Re: [PATCH v2 06/18] arm64: arch_timer: Add infrastructure for multiple erratum detection methods
From: Daniel Lezcano
Date: Wed Mar 29 2017 - 11:12:21 EST
On Wed, Mar 29, 2017 at 03:56:52PM +0100, Marc Zyngier wrote:
> On 29/03/17 15:27, Daniel Lezcano wrote:
> > On Tue, Mar 28, 2017 at 04:38:41PM +0100, Marc Zyngier wrote:
> >> On 28/03/17 15:55, Daniel Lezcano wrote:
> >>> On Tue, Mar 28, 2017 at 03:48:23PM +0100, Marc Zyngier wrote:
> >>>> On 28/03/17 15:36, Daniel Lezcano wrote:
> >>>>> On Tue, Mar 28, 2017 at 03:07:52PM +0100, Marc Zyngier wrote:
> >>>>>
> >>>>> [ ... ]
> >>>>>
> >>>>>>>>> -bool arch_timer_check_global_cap_erratum(const struct arch_timer_erratum_workaround *wa,
> >>>>>>>>> - const void *arg)
> >>>>>>>>> +bool arch_timer_check_cap_erratum(const struct arch_timer_erratum_workaround *wa,
> >>>>>>>>> + const void *arg)
> >>>>>>>>> {
> >>>>>>>>> - return cpus_have_cap((uintptr_t)wa->id);
> >>>>>>>>> + return cpus_have_cap((uintptr_t)wa->id) | this_cpu_has_cap((uintptr_t)wa->id);
> >>>>>>>>
> >>>>>>>> Not quite.

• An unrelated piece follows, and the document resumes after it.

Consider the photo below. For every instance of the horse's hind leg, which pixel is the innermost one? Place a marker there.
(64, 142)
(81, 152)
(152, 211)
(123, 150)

Here, you're making all capability-based errata to be be
> >>>>>>>> global (if a single CPU in the system has a capability, then by
> >>>>>>>> transitivity cpus_have_cap returns true). If that's a big-little system,
> >>>>>>>> you end-up applying the workaround to all CPUs, including those unaffected.
> >>>>>>>>
> >>>>>>>> I'd rather drop cpus_have_cap altogether and rely on individual CPU
> >>>>>>>> matching (since we don't have a need for a global capability erratum
> >>>>>>>> handling yet).
> >>>>>>>
> >>>>>>> Ok, thanks.
> >>>>>>
> >>>>>> Quick update. I've just implemented this, and found out that getting rid
> >>>>>> of local/global has an unfortunate effect:
> >>>>>>
> >>>>>> Since we only probe the global errata (using ACPI for example) on the
> >>>>>> boot CPU path, we lose propagation of the erratum across the secondary
> >>>>>> CPUs. One way of solving this is to convert the secondary boot path to
> >>>>>> be aware of DT vs ACPI vs detection method of the month. Which isn't
> >>>>>> easy, since by the time we boot secondary CPUs, we don't have the
> >>>>>> pointers to the various ACPI tables anymore. Also, assuming we were
> >>>>>> careful and saved the pointers, the tables may have been unmapped. Fun.
> >>>>>
> >>>>> My proposal was supposed to prevent that. The detecion is done in the
> >>>>> subsystems, ACPI detects ACPI errata, DT detects DT errata and CPU detects CPU
> >>>>> errata. The drivers get the errata and enable the workaround. The id
> >>>>> association <-> errata self contains errata types (void *, char *, int). So
> >>>>> everything can be done in a CPU basis without local / global dance.
> >>>>
> >>>> I'm sorry, but it feels like a Jumbo-Jet sized hammer to try and squash
> >>>> a fly (I'm staying away from the frozen shark metaphor here). You're
> >>>> willing to add a whole list of things with private ids that need
> >>>> matching to kill a flag? I don't think this buys us anything but extra
> >>>> complexity and another maintenance headache.
> >>>
> >>> Well, it is like your approach except it is split in two steps.
> >>>
> >>> Can you explain where is the extra complexity ? May be I am missing the point.
> >>
> >> This is how I understand your approach:
> >>
> >> - Boot the first CPU
> >> - Build a list of errata discovered at that time
> >> - Apply erratum on the boot CPU if required, using a yet-to-be-invented
> >> private id matching mechanism,
> >> - Boot a secondary CPU
> >> - Apply erratum if required, parsing the list
> >> - Realise that you don't have the full list (this CPU comes with an
> >> erratum that was not in the initial list)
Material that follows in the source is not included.